Sports Sponsorship ROI Measurement: The 4Ps Framework
76% of marketing execs can't measure sponsorship ROI. Professor Romaniuk's new 4Ps framework tackles the accountability gap plaguing a US$66B market.
76% of US marketing executives cannot tell you what their sports sponsorship is actually worth. That's not a gut feeling. That's what Forrester found when it surveyed US marketing leaders who spent on sports deals in 2024.
The global sports sponsorship market is now worth US$66.69 billion. Asia Pacific alone hit US$13.5 billion in 2024 and is growing faster than anywhere else in the world. Brands are writing bigger checks every year. But most have no reliable way to measure what comes back.
That accountability gap is what a leading marketing scientist is now trying to fix.
Brand Awareness Is the Wrong Goal
Professor Jenni Romaniuk, associate director at the Ehrenberg-Bass Institute of Marketing Science, the world's largest marketing research center, argues that the industry's favorite measure of sponsorship success is also its biggest blind spot.

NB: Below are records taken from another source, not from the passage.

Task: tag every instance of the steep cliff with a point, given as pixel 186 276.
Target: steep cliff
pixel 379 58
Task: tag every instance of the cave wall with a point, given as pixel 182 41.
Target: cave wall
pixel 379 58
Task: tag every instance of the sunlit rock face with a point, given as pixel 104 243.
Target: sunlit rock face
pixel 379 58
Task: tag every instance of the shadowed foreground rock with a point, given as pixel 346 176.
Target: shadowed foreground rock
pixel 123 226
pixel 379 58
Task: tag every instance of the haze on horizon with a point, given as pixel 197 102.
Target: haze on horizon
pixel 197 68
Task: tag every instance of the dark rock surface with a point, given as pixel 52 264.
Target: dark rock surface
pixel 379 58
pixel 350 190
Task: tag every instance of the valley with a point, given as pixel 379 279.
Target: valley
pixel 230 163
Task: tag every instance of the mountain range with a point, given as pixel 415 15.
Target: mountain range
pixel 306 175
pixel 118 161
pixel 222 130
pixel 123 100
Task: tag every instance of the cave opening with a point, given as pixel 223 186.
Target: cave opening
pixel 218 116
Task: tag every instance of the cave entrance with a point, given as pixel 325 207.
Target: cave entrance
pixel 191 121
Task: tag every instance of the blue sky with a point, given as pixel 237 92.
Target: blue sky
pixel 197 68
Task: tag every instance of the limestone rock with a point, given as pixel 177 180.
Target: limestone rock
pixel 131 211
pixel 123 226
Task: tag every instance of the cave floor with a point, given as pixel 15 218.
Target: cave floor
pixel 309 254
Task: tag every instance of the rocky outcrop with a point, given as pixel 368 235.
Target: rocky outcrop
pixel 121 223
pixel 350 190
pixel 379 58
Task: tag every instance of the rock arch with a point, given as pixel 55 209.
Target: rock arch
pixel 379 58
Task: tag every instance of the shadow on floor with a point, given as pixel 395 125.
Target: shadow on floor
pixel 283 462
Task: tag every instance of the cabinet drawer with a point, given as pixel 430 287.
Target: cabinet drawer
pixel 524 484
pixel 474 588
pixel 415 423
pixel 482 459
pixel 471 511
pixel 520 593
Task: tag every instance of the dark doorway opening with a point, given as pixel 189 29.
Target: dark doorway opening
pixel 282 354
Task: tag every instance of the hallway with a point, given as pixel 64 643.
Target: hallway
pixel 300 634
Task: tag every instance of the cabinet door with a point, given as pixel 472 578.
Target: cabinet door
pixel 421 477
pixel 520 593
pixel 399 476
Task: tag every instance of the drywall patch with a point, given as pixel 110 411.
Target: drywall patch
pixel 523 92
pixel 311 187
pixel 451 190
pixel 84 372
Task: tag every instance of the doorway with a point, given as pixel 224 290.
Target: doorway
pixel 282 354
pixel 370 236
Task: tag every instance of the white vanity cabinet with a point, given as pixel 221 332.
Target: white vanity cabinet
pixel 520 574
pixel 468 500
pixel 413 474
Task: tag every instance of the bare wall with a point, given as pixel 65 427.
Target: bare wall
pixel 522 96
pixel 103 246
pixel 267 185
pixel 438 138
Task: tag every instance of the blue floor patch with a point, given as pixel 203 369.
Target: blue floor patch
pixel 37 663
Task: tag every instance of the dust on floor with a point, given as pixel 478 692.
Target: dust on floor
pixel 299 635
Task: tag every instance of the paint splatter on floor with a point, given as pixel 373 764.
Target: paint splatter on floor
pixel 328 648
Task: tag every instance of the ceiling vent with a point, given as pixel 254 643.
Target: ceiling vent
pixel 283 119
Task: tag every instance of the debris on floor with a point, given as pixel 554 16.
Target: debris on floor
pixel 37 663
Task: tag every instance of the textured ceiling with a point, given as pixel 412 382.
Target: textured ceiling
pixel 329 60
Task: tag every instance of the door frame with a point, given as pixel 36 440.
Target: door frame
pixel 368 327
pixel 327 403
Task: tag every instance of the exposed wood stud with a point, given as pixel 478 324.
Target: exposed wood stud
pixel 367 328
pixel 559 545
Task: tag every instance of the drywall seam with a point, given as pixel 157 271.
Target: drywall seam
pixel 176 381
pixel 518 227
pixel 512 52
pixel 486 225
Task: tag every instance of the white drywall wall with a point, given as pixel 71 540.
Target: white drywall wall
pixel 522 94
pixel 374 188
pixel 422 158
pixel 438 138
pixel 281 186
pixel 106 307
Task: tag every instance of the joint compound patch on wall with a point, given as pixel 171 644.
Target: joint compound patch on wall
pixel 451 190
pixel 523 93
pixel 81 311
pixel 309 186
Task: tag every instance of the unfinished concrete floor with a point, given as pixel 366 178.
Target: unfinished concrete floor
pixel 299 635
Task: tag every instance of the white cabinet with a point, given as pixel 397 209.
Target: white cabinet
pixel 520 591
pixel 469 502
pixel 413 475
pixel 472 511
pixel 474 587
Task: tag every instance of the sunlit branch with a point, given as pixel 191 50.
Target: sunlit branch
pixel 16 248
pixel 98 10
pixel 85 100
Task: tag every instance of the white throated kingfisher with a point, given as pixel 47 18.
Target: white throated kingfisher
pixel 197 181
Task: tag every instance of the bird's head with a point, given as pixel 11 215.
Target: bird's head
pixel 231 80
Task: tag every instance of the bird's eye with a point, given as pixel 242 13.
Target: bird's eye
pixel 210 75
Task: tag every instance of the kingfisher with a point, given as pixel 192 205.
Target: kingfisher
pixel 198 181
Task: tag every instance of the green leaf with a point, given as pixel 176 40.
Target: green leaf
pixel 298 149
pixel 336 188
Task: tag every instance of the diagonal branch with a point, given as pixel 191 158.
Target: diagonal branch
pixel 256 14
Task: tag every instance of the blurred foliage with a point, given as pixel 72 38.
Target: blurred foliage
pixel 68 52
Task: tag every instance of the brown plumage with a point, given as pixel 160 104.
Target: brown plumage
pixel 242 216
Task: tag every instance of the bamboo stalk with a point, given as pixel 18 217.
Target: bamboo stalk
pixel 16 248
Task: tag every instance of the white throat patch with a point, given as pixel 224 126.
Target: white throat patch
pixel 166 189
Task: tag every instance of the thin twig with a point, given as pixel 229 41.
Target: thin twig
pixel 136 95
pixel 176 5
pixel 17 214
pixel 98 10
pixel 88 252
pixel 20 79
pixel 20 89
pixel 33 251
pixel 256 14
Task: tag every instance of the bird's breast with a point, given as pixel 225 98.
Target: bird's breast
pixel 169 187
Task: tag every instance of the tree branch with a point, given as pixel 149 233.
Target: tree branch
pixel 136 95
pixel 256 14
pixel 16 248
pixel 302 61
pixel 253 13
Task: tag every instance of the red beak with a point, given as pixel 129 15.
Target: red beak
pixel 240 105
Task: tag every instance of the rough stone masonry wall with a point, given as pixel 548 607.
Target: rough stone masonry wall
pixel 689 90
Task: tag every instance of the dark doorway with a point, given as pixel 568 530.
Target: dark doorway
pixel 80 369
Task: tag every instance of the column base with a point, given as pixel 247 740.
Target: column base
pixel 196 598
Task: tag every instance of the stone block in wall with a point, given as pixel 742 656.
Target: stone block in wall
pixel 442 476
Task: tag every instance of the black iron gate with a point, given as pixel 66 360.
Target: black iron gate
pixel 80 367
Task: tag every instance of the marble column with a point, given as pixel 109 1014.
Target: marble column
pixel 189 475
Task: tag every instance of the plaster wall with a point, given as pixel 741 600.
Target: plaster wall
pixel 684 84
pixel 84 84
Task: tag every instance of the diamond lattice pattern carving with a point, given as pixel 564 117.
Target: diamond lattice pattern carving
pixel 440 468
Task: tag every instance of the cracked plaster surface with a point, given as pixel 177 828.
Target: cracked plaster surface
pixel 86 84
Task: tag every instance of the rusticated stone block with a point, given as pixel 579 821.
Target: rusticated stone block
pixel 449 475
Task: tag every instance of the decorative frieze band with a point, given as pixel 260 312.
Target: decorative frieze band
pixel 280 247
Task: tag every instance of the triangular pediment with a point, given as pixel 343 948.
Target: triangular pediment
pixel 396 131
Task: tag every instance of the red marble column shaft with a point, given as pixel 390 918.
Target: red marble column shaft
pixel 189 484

According to MKTG research, 73% of corporate sponsorship executives say brand awareness is their primary goal. Fewer than 20% have any formal process to measure whether their spending is actually working. The Marketing Accountability Standards Board puts it even more bluntly: brands using poor measurement models average a 68% error in their ROI calculations. One academic analysis estimates that up to 88% of sponsorships fail to efficiently deliver against stated business objectives.
Bigger spend does not equal bigger return. A peer-reviewed study using 58,000+ observations of Major League Baseball fans found that brands spending between US$30 million and US$85 million on sponsorship often saw weaker brand differentiation, not stronger.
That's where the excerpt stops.